Following a recent takeover of F1 by American company Liberty Media, a renewed drive on developing the sport’s presence in the USA is expected.
New F1 chairman Chase Carey has expressed a desire to grow the American fanbase, leading to questions about holding multiple races in the United States.
However, Ecclestone is unsure that getting another race in the USA would be possible, having tried to get the Grand Prix of the America in New Jersey off the ground in recent years.
“I think it will be difficult to get more races [in the U.S.]” Ecclestone told Reuters.

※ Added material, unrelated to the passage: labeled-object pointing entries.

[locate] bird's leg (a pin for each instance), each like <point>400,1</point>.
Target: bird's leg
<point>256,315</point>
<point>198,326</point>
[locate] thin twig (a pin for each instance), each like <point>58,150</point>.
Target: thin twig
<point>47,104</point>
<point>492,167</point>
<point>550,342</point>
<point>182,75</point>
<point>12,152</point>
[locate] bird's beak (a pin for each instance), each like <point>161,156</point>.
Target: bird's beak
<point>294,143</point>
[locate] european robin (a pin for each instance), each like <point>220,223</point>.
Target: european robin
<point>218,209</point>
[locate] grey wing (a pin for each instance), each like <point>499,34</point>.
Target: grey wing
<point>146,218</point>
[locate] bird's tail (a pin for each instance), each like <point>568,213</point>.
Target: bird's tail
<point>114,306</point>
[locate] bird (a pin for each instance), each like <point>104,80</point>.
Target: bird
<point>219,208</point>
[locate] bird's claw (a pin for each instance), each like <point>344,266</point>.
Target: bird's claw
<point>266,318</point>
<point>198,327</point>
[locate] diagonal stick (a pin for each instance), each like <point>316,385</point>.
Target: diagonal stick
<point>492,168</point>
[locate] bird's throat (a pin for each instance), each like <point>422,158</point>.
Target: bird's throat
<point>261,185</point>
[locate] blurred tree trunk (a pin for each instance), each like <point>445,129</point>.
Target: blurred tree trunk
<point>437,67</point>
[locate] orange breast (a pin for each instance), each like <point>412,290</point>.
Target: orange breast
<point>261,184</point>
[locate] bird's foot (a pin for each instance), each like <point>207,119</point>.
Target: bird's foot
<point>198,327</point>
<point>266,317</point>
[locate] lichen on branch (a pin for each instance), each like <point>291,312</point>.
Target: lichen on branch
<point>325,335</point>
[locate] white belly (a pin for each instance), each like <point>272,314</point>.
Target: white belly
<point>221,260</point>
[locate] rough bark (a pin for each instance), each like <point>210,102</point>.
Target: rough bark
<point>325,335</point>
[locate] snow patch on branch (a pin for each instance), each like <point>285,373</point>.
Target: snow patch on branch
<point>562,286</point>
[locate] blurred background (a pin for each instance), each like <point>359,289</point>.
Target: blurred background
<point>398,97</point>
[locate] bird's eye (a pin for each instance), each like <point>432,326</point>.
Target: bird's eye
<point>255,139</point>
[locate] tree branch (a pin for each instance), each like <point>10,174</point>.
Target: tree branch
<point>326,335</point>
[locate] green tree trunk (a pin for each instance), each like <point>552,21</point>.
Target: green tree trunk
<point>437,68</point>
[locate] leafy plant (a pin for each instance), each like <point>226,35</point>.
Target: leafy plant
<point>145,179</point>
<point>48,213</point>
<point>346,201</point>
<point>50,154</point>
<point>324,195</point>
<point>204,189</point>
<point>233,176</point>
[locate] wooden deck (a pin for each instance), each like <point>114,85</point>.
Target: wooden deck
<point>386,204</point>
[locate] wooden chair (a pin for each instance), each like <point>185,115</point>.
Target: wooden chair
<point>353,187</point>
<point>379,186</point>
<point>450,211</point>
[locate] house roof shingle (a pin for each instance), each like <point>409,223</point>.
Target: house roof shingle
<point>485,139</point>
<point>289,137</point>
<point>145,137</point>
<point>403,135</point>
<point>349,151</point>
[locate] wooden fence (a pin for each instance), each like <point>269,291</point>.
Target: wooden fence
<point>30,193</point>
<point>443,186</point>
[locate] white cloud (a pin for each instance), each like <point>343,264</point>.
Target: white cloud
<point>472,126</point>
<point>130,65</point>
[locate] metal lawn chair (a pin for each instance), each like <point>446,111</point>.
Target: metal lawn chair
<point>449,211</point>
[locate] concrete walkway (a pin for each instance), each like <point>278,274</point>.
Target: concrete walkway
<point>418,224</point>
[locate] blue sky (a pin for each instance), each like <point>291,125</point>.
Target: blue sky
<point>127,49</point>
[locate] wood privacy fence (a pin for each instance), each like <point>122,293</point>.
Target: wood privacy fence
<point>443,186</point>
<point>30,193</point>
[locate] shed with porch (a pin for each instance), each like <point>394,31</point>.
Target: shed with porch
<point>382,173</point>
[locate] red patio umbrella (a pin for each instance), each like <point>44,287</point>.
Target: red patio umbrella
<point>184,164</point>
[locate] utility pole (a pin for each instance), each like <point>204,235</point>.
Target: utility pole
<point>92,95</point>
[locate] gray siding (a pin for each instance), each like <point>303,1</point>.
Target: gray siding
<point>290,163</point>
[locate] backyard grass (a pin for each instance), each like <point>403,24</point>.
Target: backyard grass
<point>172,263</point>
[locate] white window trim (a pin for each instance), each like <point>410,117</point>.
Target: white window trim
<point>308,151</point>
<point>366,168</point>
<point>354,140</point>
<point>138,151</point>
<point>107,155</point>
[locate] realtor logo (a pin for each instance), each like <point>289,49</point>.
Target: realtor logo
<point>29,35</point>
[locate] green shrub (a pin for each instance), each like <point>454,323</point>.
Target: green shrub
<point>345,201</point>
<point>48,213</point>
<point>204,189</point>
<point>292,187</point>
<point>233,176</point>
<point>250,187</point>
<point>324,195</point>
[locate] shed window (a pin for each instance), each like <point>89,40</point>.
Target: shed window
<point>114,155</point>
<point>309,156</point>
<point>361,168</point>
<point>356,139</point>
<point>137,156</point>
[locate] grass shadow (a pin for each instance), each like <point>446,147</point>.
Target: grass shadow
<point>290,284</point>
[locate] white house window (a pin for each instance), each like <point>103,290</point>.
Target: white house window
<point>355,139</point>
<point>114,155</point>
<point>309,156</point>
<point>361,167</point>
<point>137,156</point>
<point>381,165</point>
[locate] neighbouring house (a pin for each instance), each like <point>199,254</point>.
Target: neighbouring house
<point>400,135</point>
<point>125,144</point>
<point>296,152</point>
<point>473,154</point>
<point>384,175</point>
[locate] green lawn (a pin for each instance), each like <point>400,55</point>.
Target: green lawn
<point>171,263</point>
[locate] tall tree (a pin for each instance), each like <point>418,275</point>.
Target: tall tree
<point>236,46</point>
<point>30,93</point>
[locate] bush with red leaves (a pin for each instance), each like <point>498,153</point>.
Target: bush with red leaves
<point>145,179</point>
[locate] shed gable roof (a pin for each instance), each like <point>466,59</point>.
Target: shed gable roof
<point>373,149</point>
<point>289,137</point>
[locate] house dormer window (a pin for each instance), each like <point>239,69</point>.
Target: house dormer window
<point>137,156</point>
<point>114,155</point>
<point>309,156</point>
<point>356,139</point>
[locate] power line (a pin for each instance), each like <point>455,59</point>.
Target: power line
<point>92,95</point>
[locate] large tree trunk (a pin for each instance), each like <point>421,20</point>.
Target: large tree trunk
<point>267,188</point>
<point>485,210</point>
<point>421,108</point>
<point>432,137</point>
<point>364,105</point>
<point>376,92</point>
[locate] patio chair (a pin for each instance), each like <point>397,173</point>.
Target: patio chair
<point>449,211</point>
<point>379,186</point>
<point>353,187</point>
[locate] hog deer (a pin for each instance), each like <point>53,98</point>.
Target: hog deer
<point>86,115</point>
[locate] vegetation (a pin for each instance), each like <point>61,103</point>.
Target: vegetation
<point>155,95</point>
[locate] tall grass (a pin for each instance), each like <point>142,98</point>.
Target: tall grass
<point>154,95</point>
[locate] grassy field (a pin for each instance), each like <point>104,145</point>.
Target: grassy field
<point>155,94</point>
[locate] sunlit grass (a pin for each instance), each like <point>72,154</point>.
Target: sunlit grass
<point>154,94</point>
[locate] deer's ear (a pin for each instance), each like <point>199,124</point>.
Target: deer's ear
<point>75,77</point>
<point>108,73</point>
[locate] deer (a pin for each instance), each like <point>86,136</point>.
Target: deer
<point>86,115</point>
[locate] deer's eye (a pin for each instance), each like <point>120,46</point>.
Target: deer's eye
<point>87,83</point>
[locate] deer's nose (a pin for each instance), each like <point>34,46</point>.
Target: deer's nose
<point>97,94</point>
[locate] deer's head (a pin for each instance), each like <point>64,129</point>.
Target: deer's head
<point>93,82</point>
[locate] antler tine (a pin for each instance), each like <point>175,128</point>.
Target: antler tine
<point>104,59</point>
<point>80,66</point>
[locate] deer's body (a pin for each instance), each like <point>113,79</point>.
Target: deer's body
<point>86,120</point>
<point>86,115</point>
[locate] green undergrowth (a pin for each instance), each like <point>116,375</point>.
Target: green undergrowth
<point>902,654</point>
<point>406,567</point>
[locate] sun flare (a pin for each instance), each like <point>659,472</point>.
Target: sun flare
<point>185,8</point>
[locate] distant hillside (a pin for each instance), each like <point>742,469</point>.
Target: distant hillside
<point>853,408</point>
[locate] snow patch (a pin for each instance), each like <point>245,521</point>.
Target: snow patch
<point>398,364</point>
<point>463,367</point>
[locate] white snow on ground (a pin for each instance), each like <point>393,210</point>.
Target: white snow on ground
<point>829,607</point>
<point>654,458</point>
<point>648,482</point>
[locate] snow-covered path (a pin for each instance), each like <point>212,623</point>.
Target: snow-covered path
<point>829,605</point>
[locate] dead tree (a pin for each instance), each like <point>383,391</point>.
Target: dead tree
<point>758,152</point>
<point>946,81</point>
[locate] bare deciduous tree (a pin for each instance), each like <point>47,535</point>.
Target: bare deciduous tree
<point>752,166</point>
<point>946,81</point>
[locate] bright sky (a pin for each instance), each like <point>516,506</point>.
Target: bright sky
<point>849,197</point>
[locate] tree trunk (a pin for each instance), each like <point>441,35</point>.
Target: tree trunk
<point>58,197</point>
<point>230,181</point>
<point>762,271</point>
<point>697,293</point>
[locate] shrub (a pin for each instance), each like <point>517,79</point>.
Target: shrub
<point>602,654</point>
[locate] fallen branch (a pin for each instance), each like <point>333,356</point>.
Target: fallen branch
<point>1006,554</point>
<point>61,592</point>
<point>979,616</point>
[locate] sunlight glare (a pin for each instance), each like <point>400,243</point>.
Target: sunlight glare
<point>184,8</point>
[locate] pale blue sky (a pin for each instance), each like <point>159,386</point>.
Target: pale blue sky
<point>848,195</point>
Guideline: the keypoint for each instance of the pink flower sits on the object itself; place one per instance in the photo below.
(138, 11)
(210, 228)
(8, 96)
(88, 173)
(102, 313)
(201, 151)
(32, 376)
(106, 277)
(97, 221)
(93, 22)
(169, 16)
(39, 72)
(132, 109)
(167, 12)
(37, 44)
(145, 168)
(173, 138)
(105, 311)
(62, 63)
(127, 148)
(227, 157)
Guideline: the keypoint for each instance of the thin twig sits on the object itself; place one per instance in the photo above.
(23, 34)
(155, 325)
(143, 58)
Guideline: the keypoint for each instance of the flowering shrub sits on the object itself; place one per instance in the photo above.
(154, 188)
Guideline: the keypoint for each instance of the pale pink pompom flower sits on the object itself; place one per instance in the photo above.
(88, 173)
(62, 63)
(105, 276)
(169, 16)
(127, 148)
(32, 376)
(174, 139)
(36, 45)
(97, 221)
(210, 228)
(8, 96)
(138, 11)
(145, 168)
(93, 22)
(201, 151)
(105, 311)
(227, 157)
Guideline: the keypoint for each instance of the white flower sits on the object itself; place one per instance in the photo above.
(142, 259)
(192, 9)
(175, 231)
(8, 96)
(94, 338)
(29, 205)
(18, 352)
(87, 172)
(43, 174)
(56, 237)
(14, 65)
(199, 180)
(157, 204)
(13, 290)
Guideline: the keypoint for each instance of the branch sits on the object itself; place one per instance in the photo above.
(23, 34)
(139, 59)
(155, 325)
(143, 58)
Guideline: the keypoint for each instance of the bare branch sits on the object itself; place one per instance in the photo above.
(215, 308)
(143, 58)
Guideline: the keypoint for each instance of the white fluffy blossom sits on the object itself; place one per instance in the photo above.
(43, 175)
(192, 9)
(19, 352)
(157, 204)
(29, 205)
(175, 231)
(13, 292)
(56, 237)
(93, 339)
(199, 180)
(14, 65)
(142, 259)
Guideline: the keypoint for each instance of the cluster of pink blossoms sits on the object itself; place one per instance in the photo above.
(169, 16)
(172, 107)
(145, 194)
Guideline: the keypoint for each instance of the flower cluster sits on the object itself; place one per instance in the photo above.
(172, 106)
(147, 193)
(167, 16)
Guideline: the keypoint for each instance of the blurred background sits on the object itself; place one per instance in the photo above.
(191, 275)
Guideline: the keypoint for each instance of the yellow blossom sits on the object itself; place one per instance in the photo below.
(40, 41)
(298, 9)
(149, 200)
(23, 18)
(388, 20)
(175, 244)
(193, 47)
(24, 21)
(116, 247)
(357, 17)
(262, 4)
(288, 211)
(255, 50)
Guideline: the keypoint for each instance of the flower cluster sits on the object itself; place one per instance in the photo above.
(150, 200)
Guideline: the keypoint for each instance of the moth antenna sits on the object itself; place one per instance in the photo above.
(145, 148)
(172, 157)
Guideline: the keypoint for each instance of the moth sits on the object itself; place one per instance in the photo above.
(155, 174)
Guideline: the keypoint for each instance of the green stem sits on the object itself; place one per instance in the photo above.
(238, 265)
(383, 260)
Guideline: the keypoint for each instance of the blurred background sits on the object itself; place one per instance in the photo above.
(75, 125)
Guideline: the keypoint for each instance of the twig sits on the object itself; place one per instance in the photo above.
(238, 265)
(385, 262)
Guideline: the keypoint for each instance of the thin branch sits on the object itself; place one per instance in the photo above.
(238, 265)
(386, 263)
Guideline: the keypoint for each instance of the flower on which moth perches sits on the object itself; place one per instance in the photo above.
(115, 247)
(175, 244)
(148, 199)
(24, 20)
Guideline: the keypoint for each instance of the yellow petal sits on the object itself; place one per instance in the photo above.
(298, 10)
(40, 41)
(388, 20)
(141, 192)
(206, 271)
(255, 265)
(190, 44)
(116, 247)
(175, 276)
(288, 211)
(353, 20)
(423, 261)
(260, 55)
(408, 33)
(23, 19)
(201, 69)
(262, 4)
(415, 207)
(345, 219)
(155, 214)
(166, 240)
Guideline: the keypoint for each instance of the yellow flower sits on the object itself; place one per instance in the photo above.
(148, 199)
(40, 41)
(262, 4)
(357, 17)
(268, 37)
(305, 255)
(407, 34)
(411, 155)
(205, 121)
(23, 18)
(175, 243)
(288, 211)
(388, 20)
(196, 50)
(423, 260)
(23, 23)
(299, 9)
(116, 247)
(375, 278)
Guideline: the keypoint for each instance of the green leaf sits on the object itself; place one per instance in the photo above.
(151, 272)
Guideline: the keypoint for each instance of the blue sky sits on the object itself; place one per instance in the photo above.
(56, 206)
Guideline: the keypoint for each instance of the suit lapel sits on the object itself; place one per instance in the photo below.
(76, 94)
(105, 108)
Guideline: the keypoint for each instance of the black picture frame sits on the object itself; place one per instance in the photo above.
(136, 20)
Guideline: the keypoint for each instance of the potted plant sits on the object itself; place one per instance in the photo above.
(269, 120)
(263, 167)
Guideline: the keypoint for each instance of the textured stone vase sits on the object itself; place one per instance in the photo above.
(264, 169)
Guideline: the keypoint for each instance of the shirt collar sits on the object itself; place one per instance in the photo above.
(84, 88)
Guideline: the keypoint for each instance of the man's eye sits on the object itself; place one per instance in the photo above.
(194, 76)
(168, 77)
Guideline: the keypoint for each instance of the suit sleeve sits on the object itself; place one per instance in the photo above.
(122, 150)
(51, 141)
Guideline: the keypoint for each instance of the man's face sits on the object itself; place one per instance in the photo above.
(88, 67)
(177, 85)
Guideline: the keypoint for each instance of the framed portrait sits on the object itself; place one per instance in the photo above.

“I tried in New York. The trouble with the Americans is you want to do a deal with them and they want guaranteed profit before they start.
“I said if I knew that was going to happen, I wouldn’t need you.”
Mercedes F1 chief Toto Wolff would like to see more American races added to the calendar, believing it to be an important market for the German manufacturer.
“It’s great to be in such a great place like Austin. Every year we are coming here, it’s really a fantastic venue,” Wolff said.
“Having more grands prix in such an important market for Mercedes, it would be good and wherever we can help, we will do that.”
However, Epstein expressed caution when talking to NBC Sports earlier this month about adding more U.S. races to the calendar, with the cost of hosting a grand prix being a huge stumbling block.
“The ability to support a number of multiple races in the U.S. is going to depend largely on the size of the fanbase,” Epstein said.
“It’s kind of a chicken and the egg equation. If you put on more races, it will create more fans, not just in the first year but over time hopefully it does.
“As much as anything, promoting the sport on TV and having races on our timezone over five to 10 years will build more fans.”